As we increasingly look back for wisdom, how might this change how we look forward? Younger generations are reclaiming their cultural histories, and a movement is taking hold to design better futures for our own descendants. Ideas of generational responsibility are emerging in even our most resistant, complex systems — governments. In the EU, ‘Intergenerationally Fair’ policies are being proposed to protect our future ancestors. As European Commission president Ursula von der Leyen put it, “It is time to enshrine solidarity between generations in our Treaties.” We’d have to agree.
🔮 One of the many throughlines in this list is the lessons we can learn from one another — and this might be its purest representation. How might a future that reclaims intergenerational dialogue as an integral practice change for the better? We’re eager to be part of finding out.
#10 / In a new age of experimentation and exploration, the emphasis shifts from product to process.
by Joe Carpita | @joecarpita
Hustle culture is being rejected across demographics, younger generations are rethinking the standard path, and anti-ambition is on the rise (you know, you already read Resolution #3). So it’s clear that the relationship between labor, effort, and outcome aren’t as linear as we once thought. And with this year’s seismic public releases of generative AI tools like ChatGPT, Dall-E, and Midjourney, we’re starting to ask ourselves what the act of producing really means — and where the value, the human value, really lies. Is it art, if you didn’t paint it with a brush? Can we value prompts and sparring for their craft, just as we value physical production? What’s overlooked in many of these debates is just how public process has been made. With Midjourney, prompting is public — putting errors, learnings, and community collaboration on display right alongside its stunning visual outputs.

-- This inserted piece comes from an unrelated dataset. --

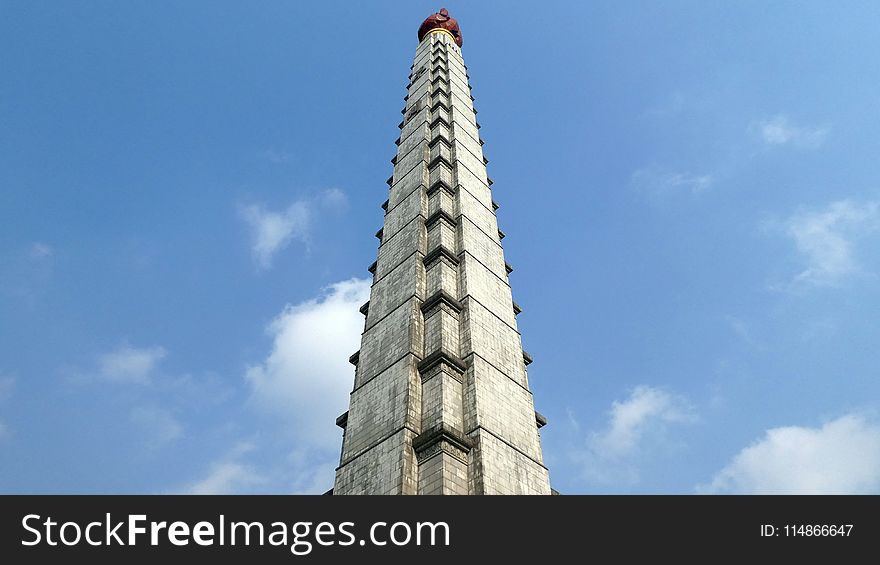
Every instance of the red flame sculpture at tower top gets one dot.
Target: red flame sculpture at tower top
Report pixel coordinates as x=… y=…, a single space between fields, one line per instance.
x=441 y=20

And we’re watching the same play out with ChatGPT. Each day, more and more people are sharing their journeys with the AI, exploring, learning, and showcasing their progress in real-time, tweet by tweet. In both instances, it’s evident that we’re learning to see these bots as partners in our process — not proxies or substitutes. As AI reshapes us from mules to centaurs, and as we really come to discern what magic humanity brings to the table, we’re watching priorities refocus around the journey, not the destination. And that shift is resonant beyond the bots. From the web3 ethos of working in public and the return of blog-style content, to the glorification of repair and maintenance in lieu of the shiny and new, there’s something special in recapturing the live wonder of work underway.